One important feature of the Kar’s book is a chapter on the writings by the Chinese Indian community members.

It was not until 2006 that the first insider’s account of the horrors faced by the Chinese was written in English. Kwai-Yun Li’s book The Palm Leaf Fan and Other Stories gives rare insight of the life of Chinese in India, especially in Kolkata, where she was born and raised.

A Lost Tribe by Ming Tung Hsieh is another such book where the author apart from writing about the harrowing conditions of the camp also points out that not a single Chinese was charged, tried or convicted for espionage or acting against the nation.

In Doing Time With Nehru: The Story of an Indian Chinese Family, Yin Marsh writes about how they were a happy family living in Darjeeling, owning a Chinese restaurant and a beauty parlour.

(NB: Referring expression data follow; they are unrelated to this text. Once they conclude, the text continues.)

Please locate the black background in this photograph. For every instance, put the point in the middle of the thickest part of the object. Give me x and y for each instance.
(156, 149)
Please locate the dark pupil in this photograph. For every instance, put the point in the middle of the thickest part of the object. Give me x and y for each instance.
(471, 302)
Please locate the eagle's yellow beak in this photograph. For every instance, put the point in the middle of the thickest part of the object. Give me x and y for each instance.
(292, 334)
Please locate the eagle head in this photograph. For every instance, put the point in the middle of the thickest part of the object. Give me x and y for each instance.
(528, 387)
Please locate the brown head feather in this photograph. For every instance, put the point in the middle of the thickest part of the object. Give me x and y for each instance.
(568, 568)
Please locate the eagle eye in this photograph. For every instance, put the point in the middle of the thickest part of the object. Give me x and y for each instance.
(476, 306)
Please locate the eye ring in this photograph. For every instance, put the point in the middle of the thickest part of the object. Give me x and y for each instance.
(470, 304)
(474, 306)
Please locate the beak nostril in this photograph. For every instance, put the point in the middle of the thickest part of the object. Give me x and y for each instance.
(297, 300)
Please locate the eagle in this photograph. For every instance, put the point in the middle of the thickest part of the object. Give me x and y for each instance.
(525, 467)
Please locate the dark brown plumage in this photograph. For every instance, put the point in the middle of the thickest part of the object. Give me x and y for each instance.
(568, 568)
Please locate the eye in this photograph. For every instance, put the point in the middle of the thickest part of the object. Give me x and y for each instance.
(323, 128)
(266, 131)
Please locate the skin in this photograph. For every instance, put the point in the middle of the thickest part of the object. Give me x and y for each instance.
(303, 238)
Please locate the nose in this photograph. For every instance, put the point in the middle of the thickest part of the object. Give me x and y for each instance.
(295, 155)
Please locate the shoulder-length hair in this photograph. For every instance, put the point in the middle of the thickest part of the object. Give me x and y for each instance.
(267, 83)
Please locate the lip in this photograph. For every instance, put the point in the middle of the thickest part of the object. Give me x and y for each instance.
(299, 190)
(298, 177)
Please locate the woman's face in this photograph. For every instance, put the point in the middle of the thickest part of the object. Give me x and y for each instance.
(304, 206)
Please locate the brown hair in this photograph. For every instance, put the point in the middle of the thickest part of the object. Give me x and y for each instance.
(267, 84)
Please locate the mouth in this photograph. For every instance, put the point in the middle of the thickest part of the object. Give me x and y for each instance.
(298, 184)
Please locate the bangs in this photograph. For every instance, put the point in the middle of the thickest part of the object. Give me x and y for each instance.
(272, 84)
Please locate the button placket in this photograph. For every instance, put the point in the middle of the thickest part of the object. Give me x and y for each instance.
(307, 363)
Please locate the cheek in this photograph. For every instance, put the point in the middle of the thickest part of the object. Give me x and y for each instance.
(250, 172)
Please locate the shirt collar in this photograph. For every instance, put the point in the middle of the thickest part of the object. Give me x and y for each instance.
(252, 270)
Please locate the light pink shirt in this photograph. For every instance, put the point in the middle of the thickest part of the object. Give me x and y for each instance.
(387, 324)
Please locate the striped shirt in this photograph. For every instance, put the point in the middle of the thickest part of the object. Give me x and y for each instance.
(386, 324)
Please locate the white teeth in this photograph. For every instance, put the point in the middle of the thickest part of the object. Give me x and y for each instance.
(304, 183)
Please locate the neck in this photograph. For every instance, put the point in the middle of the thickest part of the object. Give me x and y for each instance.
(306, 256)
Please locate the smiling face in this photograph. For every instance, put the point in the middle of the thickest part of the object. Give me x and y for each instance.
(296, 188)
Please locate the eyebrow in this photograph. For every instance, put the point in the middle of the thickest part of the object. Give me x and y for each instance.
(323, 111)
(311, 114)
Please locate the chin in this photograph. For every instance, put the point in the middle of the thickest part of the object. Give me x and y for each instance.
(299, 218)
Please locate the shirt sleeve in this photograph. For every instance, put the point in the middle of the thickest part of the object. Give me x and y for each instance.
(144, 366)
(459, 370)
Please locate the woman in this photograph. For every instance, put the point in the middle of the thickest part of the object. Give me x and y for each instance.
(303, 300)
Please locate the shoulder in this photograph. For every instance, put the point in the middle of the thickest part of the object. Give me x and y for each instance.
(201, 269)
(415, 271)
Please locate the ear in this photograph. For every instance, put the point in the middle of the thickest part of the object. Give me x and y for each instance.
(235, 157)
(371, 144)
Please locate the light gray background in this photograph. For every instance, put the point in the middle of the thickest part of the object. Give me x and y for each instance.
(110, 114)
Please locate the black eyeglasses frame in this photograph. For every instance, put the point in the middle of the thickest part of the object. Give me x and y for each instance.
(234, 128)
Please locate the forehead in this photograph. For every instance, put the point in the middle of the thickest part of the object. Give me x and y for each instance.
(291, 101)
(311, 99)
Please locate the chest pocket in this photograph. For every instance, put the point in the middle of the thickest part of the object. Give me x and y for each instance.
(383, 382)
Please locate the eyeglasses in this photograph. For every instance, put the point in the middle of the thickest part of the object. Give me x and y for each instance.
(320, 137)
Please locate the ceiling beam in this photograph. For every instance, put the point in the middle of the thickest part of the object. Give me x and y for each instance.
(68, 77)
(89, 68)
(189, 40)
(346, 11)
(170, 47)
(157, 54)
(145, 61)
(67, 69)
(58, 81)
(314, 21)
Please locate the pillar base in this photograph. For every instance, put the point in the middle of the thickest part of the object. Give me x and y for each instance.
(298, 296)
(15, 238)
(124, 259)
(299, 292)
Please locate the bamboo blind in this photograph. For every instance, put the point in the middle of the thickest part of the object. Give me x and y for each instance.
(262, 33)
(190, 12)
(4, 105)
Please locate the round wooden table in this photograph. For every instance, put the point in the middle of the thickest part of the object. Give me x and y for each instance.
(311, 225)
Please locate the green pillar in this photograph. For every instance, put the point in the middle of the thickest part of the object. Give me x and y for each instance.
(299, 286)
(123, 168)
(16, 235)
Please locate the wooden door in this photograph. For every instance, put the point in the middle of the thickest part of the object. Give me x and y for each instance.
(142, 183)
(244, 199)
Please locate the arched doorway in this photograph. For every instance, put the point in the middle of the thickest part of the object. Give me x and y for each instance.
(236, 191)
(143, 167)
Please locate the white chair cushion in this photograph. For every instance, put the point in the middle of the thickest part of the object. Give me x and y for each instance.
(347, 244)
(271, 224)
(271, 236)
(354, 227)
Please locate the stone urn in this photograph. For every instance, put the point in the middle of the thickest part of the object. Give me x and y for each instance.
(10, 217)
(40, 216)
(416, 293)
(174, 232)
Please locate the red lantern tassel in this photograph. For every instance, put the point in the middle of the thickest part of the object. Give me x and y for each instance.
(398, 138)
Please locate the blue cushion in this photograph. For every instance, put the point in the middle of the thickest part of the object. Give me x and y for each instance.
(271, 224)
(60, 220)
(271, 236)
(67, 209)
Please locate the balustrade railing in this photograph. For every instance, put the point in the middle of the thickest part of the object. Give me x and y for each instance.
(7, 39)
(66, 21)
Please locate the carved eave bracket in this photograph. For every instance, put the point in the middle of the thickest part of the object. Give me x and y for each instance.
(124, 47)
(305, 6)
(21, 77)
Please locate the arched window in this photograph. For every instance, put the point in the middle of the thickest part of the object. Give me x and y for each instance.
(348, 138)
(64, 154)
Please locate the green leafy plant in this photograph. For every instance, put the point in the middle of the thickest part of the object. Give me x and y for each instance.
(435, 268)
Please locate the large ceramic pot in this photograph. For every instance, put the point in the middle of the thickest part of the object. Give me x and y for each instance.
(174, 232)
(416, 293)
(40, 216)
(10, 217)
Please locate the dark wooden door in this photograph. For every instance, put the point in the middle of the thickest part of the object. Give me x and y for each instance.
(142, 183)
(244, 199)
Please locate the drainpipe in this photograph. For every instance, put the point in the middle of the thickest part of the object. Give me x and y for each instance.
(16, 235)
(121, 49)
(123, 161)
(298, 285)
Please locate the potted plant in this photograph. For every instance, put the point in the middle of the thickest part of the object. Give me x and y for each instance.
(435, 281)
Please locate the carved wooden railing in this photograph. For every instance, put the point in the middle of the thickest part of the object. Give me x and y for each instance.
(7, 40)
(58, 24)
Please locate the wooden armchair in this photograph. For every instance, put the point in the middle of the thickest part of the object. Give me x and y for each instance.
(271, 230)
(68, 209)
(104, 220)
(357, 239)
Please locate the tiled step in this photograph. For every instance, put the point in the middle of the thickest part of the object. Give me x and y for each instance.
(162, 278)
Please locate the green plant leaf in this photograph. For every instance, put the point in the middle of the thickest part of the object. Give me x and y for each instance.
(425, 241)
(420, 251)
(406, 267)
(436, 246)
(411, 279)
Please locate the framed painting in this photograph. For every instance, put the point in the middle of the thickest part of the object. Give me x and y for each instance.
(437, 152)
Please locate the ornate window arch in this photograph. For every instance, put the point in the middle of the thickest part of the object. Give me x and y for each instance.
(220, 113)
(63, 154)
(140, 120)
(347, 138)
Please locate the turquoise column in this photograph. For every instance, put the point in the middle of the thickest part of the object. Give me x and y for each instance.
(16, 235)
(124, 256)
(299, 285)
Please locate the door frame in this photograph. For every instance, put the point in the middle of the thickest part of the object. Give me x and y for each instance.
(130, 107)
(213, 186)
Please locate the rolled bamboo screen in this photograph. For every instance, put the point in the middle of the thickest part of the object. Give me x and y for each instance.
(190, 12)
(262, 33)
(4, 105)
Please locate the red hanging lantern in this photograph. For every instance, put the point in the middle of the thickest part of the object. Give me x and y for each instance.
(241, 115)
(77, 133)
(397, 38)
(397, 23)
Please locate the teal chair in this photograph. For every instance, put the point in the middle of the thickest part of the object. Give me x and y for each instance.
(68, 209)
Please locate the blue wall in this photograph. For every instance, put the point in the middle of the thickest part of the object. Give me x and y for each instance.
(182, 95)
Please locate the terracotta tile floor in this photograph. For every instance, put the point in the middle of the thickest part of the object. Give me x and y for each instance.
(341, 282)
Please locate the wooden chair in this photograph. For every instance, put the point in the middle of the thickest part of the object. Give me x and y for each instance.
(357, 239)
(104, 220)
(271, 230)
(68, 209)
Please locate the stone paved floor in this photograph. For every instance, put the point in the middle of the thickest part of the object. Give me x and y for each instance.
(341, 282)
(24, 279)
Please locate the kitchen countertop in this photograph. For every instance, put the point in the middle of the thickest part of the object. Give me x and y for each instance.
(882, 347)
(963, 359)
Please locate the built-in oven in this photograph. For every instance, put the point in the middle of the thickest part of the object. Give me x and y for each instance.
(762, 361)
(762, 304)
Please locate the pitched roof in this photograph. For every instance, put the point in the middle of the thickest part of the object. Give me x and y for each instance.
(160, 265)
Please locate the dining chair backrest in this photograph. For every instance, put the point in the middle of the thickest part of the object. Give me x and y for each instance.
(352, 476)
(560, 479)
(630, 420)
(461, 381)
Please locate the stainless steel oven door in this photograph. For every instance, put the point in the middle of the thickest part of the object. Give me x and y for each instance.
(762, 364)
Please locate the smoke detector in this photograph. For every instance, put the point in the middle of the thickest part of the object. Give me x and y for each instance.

Yin was 13, her brother was 8. Both were taken to Deoli with their father and very old grandmother and their properties were confiscated by the government. 

The Boy from Kalimpong too touches that time period, but very briefly.

 In 2015, Rajnath Singh, the then home minister of Government of India, expressed regret for the sufferings of Chinese diaspora at the time of the Sino-Indian War in 1962. This gesture was welcomed by the Chinese Indian community.

Chinese Kali Bari in Tangra

The Chinese in Calcutta

Ananda Mohan Kar’s book gives a detailed and extremely poignant account of the Chinese community in India. How they worship Ma Kali, how many of them speak the local language fluently, how they perceive Bengalis as compassionate, inclusive and artistic people and how the fear of Deoli still looms large and came back to haunt them when the Chinese incursion happened in Galwan in June 2020. When the COVID 19 pandemic had spread from China, some of these Chinese faced harassment in public places. Despite the difficulties they have faced, there is no denying the fact that the Chinese are an integral part of Kolkata and will always remain so.

As for Kim Wah restaurant, the famous Chinese restaurant next to my house, it has closed down long back. But some members of the family still live there. The Lion Dancers still come on Chinese New Year wearing their elaborate glitzy costumes. Their numbers have increased; from a single truck 40 years back, there are at least 3-4 trucks coming at various times of the day.

As the Chinese New Year celebrations begin this year the wait at my balcony begins too. Hope the truck comes when I am at home.